At $787 billion, the stimulus came to 2.6 percent of the nation’s gross domestic product for 2009 and 2010 — not big enough, but a respectable figure. At $246 billion — the net of the federal stimulus minus the state and local anti-stimulus — it comes to just 0.8 percent of GDP, a level lower than those of many of the nations that the U.S. chastised for failing to stimulate their economies sufficiently.
In other words, most of the debates we’ve heard about the size and impact of the federal stimulus effort have ignored the actual net spending once you aggregate federal, state and local government actions. That’s a pretty big ommission, and that’s why the University of Chicago’s Harold Pollack and I argued earlier this year that we need to start thinking comprehensively about intergovernmental coordination:
[F]ederal budget debates should expand to include the national budget, the sum total of spending, taxes and policies that implement and finance national governance. At a minimum, the Office of Management and Budget and the Congressional Budget Office should routinely scrutinize the financial impact of proposed federal policies on every level of government.
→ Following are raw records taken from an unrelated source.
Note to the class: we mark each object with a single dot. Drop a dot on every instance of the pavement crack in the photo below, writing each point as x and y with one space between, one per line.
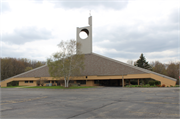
92 110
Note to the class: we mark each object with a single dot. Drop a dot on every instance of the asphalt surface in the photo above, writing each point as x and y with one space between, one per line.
104 102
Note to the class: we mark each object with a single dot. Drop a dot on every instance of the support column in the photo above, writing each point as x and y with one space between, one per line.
123 82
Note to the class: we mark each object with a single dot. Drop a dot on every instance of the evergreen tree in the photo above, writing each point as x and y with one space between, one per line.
141 62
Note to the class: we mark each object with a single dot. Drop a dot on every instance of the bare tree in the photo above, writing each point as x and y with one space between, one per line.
66 63
131 62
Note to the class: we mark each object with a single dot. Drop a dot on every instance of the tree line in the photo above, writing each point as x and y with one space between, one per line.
170 69
14 66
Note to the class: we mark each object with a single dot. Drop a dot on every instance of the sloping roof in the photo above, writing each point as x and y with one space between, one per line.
96 64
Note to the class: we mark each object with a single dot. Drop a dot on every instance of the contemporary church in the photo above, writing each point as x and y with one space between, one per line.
99 70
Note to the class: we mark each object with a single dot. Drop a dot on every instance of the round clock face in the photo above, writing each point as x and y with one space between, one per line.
84 34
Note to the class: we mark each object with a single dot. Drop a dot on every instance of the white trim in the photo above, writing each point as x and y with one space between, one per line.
25 72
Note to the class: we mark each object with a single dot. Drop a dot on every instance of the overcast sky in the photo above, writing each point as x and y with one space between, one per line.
122 29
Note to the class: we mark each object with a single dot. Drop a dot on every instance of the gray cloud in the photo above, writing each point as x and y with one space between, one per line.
155 38
173 16
5 7
131 42
89 4
27 34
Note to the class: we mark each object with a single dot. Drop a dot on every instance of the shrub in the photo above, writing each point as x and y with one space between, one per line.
163 85
158 85
133 82
157 82
151 83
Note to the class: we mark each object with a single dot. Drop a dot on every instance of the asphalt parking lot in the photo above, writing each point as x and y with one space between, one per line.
103 102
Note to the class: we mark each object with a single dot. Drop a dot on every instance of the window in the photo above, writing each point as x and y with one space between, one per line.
96 81
47 81
81 81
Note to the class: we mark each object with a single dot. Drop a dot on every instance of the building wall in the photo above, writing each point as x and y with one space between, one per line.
22 83
90 79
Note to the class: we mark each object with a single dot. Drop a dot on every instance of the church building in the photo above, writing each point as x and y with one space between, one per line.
99 70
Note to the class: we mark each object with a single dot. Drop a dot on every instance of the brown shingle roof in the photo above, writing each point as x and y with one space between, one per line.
95 65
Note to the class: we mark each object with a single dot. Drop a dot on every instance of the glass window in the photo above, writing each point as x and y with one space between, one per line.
47 81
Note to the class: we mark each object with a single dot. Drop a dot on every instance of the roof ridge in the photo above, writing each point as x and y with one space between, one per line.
135 67
25 72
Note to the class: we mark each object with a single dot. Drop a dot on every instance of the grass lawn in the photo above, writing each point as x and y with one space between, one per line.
51 87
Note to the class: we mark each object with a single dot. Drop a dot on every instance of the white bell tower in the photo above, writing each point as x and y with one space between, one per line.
86 44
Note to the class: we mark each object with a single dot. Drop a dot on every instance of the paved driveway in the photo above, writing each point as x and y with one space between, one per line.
104 102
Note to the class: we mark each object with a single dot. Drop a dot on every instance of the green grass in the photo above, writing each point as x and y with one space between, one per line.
52 87
11 86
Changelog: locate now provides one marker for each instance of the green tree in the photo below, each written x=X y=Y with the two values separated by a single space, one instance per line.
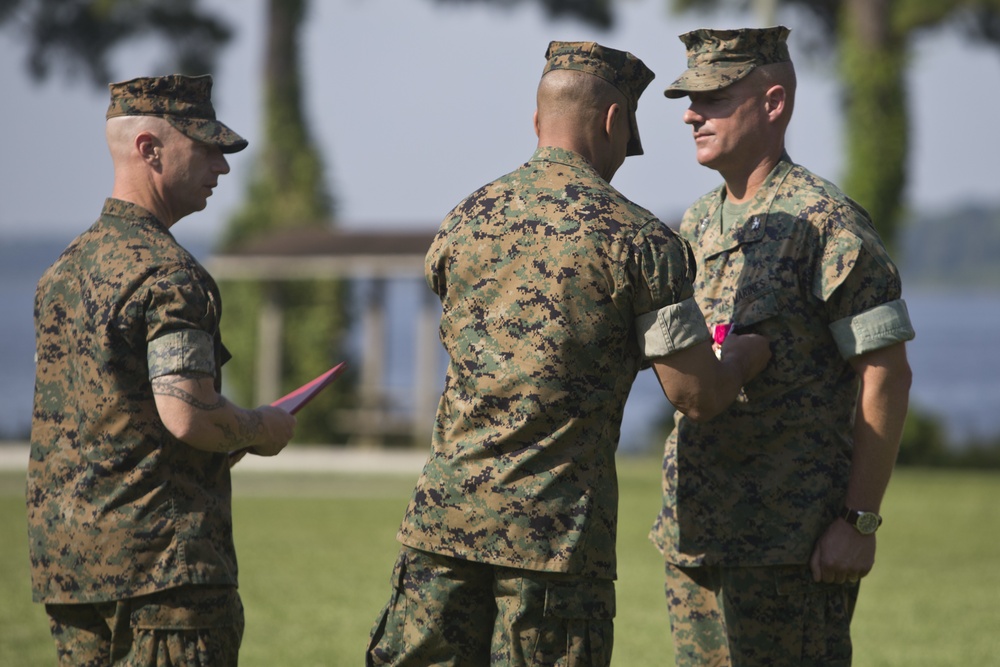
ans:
x=872 y=39
x=287 y=191
x=80 y=36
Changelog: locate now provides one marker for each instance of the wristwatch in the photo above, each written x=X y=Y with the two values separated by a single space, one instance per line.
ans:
x=864 y=522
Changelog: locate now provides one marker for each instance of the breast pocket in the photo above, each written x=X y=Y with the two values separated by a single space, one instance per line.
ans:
x=764 y=314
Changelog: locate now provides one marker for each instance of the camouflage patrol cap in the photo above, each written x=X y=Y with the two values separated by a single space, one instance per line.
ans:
x=619 y=68
x=183 y=101
x=718 y=58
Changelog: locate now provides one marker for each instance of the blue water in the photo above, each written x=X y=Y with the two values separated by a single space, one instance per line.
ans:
x=955 y=357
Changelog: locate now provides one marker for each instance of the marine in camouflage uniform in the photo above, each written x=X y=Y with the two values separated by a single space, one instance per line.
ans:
x=755 y=500
x=556 y=290
x=130 y=528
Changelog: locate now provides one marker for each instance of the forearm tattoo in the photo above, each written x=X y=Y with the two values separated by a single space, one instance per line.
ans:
x=168 y=385
x=249 y=425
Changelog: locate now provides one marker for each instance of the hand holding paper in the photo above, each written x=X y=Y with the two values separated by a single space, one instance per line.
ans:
x=293 y=401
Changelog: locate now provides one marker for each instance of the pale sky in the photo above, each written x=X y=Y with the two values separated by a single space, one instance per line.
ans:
x=415 y=104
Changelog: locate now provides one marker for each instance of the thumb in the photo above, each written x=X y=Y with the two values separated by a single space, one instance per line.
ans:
x=814 y=566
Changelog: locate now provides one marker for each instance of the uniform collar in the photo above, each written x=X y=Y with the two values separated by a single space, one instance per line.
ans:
x=561 y=156
x=709 y=233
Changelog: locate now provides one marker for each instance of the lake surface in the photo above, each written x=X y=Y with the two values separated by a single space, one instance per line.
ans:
x=955 y=357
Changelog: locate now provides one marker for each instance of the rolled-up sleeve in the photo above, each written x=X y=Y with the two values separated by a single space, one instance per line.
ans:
x=671 y=329
x=878 y=327
x=187 y=351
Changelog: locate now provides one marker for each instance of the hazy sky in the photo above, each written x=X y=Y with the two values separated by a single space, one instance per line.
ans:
x=415 y=104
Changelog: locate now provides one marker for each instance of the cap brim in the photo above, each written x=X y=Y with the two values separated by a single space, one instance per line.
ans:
x=706 y=79
x=209 y=132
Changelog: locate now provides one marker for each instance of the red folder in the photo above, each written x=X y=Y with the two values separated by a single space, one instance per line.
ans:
x=294 y=400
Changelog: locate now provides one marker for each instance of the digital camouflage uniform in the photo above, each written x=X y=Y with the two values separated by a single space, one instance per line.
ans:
x=747 y=494
x=125 y=522
x=556 y=290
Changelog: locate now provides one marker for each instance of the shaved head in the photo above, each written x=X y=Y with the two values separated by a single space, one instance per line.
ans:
x=575 y=97
x=778 y=74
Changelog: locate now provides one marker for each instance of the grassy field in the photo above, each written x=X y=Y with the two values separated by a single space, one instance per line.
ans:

Meyerson goes on to examine other damaging aspects of our federal system with respect to economic policy that are well worth reading. But what’s most interesting and alarming about his analysis is that it’s so unusual. Most policy discussions in Washington either ignore state and local governments, treat them as an unimportant sideshow, or assume that the many parts of the intergovernmental system move roughly in coordination, and in the same direction. Now more than ever, it’s time to understand that the left hand of our system may be working at active cross-purposes with the right.